Stacey Abrams, a Democratic State Representative of the 89th House District and long-term activist against voter suppression, was the first to dub the new laws “Jim Crow 2.0.” Her organization, Fair Fight, filed a civil rights lawsuit in federal court against the Georgia Secretary of State’s Office and Georgia Board of Elections in 2018, hoping to reform the voter suppression in the 2018 election after losing to Kemp, who also acted as the state’s chief election officer. This lawsuit tackled harmful problems present in state elections such as voter purges, wait-listed registration applications, issues at predominantly non-white voting precincts, negligence regarding absentee/provisional ballots, and more.
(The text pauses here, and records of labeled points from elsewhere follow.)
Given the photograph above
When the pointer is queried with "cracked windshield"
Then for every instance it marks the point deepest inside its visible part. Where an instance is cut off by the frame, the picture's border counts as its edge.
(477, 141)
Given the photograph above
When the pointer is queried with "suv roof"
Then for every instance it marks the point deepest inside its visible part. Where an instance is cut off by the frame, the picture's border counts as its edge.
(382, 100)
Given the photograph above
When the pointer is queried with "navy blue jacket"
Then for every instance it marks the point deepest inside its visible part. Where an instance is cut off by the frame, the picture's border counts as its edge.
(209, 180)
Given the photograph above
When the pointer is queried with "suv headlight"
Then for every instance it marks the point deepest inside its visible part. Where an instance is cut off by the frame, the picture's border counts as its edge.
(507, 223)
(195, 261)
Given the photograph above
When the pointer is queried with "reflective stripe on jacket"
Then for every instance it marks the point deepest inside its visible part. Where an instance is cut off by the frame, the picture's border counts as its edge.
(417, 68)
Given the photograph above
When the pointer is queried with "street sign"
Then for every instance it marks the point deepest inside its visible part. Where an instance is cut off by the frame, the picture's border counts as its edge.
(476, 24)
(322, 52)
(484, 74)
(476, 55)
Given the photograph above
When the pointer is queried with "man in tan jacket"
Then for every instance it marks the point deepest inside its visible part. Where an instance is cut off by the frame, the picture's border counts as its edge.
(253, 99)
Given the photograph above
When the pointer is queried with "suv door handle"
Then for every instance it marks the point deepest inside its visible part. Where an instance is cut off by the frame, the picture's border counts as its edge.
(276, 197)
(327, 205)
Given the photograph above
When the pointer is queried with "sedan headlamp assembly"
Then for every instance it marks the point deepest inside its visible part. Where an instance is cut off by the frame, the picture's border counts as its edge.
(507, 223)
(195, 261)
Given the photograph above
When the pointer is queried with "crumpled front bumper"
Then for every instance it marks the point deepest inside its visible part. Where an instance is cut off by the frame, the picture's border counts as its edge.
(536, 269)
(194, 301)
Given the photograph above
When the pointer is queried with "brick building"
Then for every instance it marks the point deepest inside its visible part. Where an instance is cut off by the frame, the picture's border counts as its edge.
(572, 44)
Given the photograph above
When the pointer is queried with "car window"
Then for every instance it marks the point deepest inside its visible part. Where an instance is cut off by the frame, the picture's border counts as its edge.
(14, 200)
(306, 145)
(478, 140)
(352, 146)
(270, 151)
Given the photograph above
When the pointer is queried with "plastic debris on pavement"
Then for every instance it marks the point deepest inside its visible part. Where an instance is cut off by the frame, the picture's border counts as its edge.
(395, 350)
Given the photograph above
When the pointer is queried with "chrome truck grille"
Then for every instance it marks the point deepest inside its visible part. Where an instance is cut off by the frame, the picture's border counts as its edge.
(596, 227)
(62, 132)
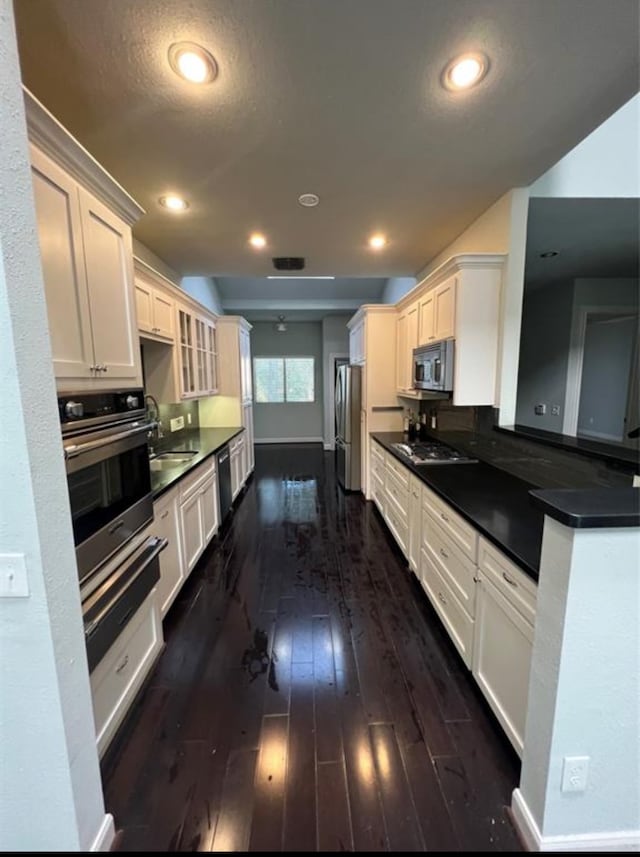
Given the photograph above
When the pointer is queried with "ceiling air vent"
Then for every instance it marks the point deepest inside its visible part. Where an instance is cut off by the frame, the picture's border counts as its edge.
(288, 263)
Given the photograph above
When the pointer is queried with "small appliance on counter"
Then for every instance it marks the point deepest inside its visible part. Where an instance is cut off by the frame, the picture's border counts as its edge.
(433, 366)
The new legislation creates many obstacles for Georgian voters before and on election day. Changes such as creating stricter voter identification requirements for absentee ballots and providing fewer ballot drop boxes only further discourage voters from casting their ballots on election day. The law also empowers state officials to take control of election boards. Providing food and water to voters in line is now illegal under this law. Additionally, felons aren’t allowed to vote in Georgia, a law that disproportionately affects Black people, who make up approximately 38% of the convicted felons in the United States and are 5.9 more times to be incarcerated. These restrictions will further manipulate the voter outcome, which critics say will target Democrats and people of color the most.
However, Republicans seem less concerned about the changes to come. On his podcast, conservative political commentator Ben Shapiro said, “Do you know what voter suppression is? Voter suppression is when you don’t get to vote.” Other Republicans and conservative commentators seem to agree on that message: how is this voter suppression if Georgians still have the right to vote?
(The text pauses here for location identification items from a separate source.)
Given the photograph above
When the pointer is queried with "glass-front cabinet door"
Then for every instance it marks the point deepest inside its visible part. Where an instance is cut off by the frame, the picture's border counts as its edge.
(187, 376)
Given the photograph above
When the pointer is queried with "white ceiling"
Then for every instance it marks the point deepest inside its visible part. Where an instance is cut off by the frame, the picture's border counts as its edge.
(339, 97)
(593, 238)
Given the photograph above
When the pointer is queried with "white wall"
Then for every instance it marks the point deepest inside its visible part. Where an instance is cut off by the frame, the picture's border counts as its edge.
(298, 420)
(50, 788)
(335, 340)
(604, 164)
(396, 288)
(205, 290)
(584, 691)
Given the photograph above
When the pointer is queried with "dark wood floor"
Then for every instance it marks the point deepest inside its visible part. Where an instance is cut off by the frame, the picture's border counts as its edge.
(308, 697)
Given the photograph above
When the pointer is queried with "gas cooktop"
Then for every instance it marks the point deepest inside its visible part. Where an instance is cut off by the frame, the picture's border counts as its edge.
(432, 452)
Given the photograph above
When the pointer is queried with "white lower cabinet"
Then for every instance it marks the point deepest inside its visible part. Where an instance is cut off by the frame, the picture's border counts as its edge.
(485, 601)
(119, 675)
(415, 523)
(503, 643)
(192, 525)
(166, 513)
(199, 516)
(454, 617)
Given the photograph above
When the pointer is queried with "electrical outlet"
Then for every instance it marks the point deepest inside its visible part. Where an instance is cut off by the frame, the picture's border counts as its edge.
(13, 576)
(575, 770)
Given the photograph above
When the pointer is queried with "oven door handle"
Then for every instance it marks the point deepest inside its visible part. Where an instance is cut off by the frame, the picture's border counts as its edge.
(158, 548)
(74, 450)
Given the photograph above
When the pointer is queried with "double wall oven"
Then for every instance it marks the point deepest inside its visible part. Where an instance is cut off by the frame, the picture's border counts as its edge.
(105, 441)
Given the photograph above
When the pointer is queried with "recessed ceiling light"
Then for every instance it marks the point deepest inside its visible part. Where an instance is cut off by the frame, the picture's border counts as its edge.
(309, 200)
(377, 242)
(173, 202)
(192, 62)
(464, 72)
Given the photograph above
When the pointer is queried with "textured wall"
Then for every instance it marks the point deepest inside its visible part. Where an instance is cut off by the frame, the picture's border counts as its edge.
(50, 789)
What Shapiro and other Republicans are forgetting is this: the most prominent example of voter suppression in US history did not explicitly ban voting either. In fact, it was the primary response to African Americans gaining their rights to vote. In 1865, after the ratification of the 13th Amendment and the abolishment of slavery, states in the South started using “Black Codes” to stop African Americans from voting or participating as public servants in any way. These laws, just like the new Georgian ones, did not explicitly stop anyone from voting. They posted signs saying “Whites Only,” gave literacy tests, and asked for proof of property. These newly freed slaves, who previously had little to no opportunity of education or owning land, could not pass all of the strict conditions set by their local governments. The recent Georgia laws are not explicitly racist like the Jim Crow laws of the 60s. However, by changing where ballot boxes are placed, shortening the time period allowed to deliver mail-in ballots, and making voter identification laws stricter, the Georgia state government is creating unnecessary restrictions to inconvenience the voters in their state.
This is a dangerous action. The United States is known for its democracy and pledge that all people, regardless of race, gender, and creed, have a say in who they want to represent them. Although these laws aren’t a repeat of the Jim Crow laws that initially stopped a large percentage of the Black community from voting, they bring us a step closer. Legislators should work to move forward, further away from past discriminatory laws, not backward.